In Mora kann dank der Stiftung „Lichtblicke in der Welt“eine dritte Augenklinik gebaut werden, deren Grundsteinlegung die Korschenbroicher miterlebten. Der Junior der Stiftungsgründer Zweigner sicherte nun Hilfe in Höhe von 210.000 Euro vertraglich zu. Davon sind 130.000 Euro für Gebäude und Brunnen auf einem privat gespendeten Grundstück bestimmt, 50.000 Euro für augenmedizinische und optische Geräte, 30.000 Euro für die Ausbildung von drei lokalen Kräften zu Optiker, Krankenpfleger/-schwester und MTA. „Optik und Krankenpflege sind in der Ausbildung, doch eine MTA-Kraft kann nur über eine Schule im Kongo gewonnen werden. Wenn alles glatt läuft, wird die Klinik mit einer Nutzfläche von 470 Quadratmetern spätestens im ersten Halbjahr 2024 eröffnet“, berichtet Thoren.

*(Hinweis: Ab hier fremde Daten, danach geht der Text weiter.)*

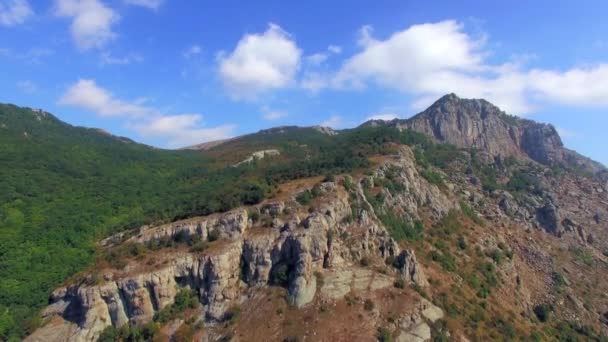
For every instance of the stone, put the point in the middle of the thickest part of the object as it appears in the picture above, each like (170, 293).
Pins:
(419, 333)
(548, 217)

Sein Bruder, der Handwerksmeister, hat nach fachmännischer Begehung der Baustellen mit dem Arzt errechnet, dass für Ambam 10.000 weitere Euro und für Yaoundé 20.000 zusätzliche Euro benötigt werden. Auch diese Beträge müssen über Spenden finanziert werden. Thoren versichert, dass vom Verein alle Zuwendungen eins zu eins eingesetzt werden. Anfallende Reisekosten werden von Mitgliedern privat bezahlt.